For me, however, there is a slightly less mundane version of this statement, which may not be true of all writers. A writer’s words sparked in me a beautiful feeling and, because of that experience, I decided to become a writer. I wanted to spark with my words that feeling in at least one other person at least one time. There are, I’m sure, many other reasons to become a writer.

Fortunately, I’m confident that I have sparked with words that feeling in one other person at least one time. Most importantly, I have done it for the person that I have become through my writing. If nothing else, I have at least created some words that I think are valuable. I can put on my literary flight suit, stride across the aircraft carrier of my mind, and declare, “Mission Accomplished.”

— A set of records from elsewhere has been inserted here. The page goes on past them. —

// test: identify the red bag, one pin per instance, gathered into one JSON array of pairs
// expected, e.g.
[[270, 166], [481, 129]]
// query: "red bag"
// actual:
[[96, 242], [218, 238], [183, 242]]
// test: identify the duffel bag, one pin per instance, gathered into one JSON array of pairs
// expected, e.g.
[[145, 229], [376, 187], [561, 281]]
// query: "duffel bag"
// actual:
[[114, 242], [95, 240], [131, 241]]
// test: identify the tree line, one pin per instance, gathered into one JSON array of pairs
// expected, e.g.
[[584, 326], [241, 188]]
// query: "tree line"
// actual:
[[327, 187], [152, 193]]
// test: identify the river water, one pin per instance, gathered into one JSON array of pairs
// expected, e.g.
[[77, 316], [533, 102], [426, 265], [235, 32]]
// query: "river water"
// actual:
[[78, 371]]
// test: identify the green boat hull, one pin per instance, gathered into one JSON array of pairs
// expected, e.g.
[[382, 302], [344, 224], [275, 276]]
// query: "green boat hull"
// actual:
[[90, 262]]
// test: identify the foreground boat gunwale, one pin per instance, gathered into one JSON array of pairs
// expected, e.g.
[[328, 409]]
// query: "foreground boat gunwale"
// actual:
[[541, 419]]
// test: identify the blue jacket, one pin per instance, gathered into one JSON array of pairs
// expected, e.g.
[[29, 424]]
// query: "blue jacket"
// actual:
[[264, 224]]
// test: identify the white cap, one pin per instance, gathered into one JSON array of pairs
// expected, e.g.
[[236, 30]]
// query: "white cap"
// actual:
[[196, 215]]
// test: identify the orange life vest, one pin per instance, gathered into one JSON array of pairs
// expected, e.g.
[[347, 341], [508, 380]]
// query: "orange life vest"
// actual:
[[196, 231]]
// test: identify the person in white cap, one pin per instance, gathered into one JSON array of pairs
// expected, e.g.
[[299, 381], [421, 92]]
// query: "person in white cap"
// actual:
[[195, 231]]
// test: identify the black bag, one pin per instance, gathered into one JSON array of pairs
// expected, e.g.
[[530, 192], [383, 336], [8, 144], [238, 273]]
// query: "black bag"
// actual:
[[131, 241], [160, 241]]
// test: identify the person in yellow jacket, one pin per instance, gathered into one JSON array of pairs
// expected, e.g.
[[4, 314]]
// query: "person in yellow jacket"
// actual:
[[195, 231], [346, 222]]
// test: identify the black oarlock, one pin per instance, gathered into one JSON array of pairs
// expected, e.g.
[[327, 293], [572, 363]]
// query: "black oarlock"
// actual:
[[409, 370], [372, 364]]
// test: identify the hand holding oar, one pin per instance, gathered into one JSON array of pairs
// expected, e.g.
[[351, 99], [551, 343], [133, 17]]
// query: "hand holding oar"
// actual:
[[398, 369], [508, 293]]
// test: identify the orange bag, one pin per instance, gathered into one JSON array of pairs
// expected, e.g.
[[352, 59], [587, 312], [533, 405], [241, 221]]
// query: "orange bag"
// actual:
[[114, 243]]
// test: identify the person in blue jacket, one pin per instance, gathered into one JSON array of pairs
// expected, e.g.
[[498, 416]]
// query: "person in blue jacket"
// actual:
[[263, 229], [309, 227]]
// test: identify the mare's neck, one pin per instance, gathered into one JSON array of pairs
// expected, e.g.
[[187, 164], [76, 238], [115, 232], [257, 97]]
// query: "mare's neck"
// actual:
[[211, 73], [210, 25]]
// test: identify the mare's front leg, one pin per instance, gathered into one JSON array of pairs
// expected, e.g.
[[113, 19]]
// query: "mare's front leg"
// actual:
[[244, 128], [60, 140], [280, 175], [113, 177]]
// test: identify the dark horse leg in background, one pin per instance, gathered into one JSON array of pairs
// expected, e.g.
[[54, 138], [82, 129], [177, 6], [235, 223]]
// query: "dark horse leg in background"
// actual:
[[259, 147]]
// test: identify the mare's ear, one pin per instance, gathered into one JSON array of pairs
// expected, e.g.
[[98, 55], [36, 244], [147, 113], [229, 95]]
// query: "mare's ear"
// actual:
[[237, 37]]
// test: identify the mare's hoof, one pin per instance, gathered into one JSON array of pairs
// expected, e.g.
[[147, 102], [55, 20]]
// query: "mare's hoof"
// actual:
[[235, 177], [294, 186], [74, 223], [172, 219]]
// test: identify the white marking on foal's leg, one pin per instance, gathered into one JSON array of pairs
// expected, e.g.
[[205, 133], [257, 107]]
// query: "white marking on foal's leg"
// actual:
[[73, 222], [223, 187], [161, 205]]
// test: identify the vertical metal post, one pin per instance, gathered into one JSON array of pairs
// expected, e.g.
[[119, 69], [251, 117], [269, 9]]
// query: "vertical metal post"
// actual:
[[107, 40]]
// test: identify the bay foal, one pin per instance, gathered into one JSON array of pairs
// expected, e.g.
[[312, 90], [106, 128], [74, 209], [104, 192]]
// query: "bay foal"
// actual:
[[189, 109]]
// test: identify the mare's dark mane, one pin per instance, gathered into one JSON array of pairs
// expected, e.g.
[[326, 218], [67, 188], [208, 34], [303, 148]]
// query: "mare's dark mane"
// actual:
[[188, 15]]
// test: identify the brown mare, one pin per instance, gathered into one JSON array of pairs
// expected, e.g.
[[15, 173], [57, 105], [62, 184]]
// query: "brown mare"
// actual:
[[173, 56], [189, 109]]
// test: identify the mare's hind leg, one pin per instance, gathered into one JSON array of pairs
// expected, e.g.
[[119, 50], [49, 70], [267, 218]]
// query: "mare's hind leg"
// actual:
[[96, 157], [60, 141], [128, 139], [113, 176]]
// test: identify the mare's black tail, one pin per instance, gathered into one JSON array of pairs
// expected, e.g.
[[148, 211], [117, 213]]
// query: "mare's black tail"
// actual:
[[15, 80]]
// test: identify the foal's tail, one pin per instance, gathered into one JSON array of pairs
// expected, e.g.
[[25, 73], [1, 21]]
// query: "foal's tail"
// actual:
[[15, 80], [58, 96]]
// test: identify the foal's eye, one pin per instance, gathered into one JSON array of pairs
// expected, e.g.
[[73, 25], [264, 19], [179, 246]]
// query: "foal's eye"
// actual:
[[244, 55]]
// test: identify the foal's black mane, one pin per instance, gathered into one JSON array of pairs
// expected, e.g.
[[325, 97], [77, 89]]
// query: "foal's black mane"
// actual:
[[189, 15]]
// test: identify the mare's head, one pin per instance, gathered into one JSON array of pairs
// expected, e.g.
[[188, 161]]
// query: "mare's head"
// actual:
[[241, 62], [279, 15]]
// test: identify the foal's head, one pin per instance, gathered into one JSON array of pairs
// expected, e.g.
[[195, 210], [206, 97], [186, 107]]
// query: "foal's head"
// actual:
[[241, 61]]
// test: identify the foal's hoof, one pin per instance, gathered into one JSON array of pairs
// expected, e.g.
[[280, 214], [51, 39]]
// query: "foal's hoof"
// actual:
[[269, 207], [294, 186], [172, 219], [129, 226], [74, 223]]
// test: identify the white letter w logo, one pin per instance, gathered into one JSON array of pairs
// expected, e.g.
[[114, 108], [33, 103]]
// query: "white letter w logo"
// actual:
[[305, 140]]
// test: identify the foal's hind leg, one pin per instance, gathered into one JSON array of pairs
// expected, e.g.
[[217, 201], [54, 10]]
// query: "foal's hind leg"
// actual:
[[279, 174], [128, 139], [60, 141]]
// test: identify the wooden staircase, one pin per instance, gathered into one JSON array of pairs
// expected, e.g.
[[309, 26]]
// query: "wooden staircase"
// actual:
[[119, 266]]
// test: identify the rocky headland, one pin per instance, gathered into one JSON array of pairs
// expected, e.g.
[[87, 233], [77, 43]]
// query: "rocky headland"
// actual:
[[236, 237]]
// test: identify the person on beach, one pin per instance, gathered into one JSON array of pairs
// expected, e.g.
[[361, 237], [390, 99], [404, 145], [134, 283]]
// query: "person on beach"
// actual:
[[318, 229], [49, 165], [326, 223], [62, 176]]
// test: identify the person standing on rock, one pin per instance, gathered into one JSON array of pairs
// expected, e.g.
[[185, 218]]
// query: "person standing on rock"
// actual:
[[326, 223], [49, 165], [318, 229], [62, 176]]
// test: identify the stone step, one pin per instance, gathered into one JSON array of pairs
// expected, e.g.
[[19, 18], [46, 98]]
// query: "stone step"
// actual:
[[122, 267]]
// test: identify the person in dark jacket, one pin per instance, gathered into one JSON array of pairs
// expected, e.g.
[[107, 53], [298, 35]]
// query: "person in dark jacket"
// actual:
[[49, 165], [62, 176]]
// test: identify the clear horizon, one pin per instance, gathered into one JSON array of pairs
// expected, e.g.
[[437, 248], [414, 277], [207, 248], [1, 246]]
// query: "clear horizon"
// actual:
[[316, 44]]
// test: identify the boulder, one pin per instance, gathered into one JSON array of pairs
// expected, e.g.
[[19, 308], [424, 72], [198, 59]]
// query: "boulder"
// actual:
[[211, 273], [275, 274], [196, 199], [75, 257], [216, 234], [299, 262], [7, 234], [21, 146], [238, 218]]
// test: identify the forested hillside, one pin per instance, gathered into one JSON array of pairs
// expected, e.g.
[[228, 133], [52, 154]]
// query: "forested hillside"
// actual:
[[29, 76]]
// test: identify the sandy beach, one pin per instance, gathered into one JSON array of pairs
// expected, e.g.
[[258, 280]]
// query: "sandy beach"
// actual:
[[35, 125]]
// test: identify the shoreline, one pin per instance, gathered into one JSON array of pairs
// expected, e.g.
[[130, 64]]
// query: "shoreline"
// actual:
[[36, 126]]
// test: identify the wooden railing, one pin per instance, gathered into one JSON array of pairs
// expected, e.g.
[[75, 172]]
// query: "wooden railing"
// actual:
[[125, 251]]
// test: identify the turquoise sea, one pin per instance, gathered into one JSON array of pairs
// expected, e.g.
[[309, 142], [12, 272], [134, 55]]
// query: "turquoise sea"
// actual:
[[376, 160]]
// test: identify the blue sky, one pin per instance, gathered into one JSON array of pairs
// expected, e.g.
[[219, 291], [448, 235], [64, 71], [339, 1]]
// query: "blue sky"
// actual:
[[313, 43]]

I write all of this now because I’ve been having some serious doubts about whether or not I will continue to write on a regular basis or continue to think of myself as a writer. The cause of this doubt may be as mundane as the fine summer weather or the need for a bit of a break. It feels, nevertheless, more substantial and, more significantly, not anything like a crisis. It feels almost like a transition. Call it, the sunny pleasant afternoon of my soul.

It occurs to me now that doubt of this kind is a privilege and a luxury. The condition of its possibility is an abundance, both material and conceptual, that borders on gluttony. It’s rooted also in vanity and arrogance. Doubt of this kind is the ultimate expression of freedom. And yet, I can’t shake the feeling that writing, like faith, won’t mean anything if, in principle and practice, it can’t actually be lost or forsaken. An unassailable and rote writing is no faith at all.

When I first stopped believing in God, for a long time, I was afraid to say it out loud. I was afraid that I might be wrong and that, if I said it out loud, I would be in even more divine trouble than I already was. Eventually, I said it out loud. Then, I said it out loud enough times that the fear of divine retribution finally disappeared. Sometimes, you need to speak a belief to test it.

People lose their faith, I suppose, when they pray and they no longer feel like God is present or listening. Writing, I think, is a kind of praying. It is a practice of hope. It is a calling forth. It is an invocation. Perhaps, that’s it. When I write these days, it doesn’t really feel like I or my future self is present, listening, or ready to be invoked. Or maybe I just need to take a break. Or maybe, sometimes, you need to write a belief to test it.

At any rate, on the plus side, now that I’m writing less, I’m reading more, including fiction, which is a happy return. Of course, it might also be one more symptom of the transition. In my beginning may be my end.